Hâlâ balığa çıkıp çıkmadığını sorduğumda, “Geçen seneye kadar gidiyordum. Kalp krizi geçirdim, stent takıldı, artık gitmiyorum” diyen Hasan amcaya balığın yol arkadaşı rakıyla arasını soruyorum…
40 senedir içmediğini belirtip, “Daha evvelce arkadaşlarla her akşam içerdim. Dokunmaya başlayınca, bıraktım” diyor.
Hasan Kozan’ın iki oğlu var. Eşini çocuklardan biri dört, diğeri altı yaşındayken kaybeden Hasan amca, çocuklarını üvey anne eline vermemek için evlenmediğini söylüyor. Birkaç ay önce gelinini kaybettiğini üzüntüyle anlatan Hasan amca, “Şimdi evde oğlum ve torunumla üç erkeğiz. Yine eski günlerdeki gibi olduk” diyor. Bir oğlunun balıkçı diğerinin Seferihisar’da muhasebecilik yaptığını söylerken, evlatlarıyla gurur duyduğunu sözlerine ekliyor.

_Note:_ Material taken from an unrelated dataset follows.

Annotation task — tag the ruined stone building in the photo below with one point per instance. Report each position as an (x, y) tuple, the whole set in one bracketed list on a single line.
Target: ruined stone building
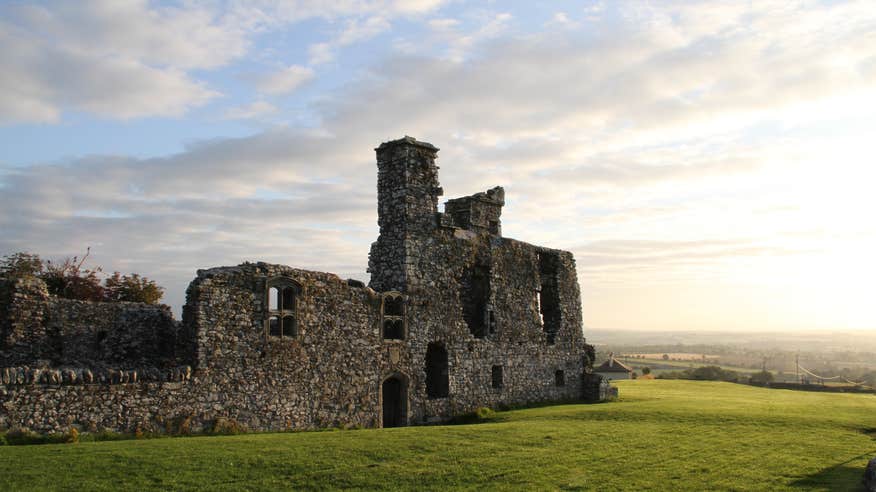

Balıkçılığın yanında mandalina da dikmiş
Hasan amca zorlu yıllara rağmen balıkçılığı severek yaptığını anlatıyor. “Çok memnundum o devirde. Çok para kazanıyordum. Evim, mandalinalığım var çok şükür” diyor.
Balıkçılığın yanısıra bahçıvanlık yapan Hasan amca, mandalinayla ilk tanışan Sığacıklılardan. Hem satsuma yetiştirmiş hem de fidan üretip satmış.
Anlatıyor…
“Mandalinayı buraya Ahmet Salman getirdi ilk. İkinci Necati Yarar, sonra da herkese dağıldı. Mandalina tembel işi aslında. Hele şimdi damlama çıktı. Basıyosun düğmeye, kendi kendine gübresini makine veriyor. Bol para alıyordu herkes. Milleti tembel etti. Şimdi bozuldu ama. Bu sene tahmin ediyorum satılmaz mandalina, ihracat olmazsa zaten affedersin eşekler bile yemez mandalinayı. Ben 35 senedir hiç tüccar aramam. Aynı yere veririm. Tütün yasaklandı, bağsa hiç yok. Bir zamanlar buradan Seferihisar’a kadar her yer bağdı. Sonra onlar söküldü, tütün dikildi. Daha kârlı çıktı üzümden. Nar da çok iyiydi. Bir tanesi bir ya da bir buçuk kilo oluyordu. Bizim burada iki bahçe var. Gelirli bir şey.”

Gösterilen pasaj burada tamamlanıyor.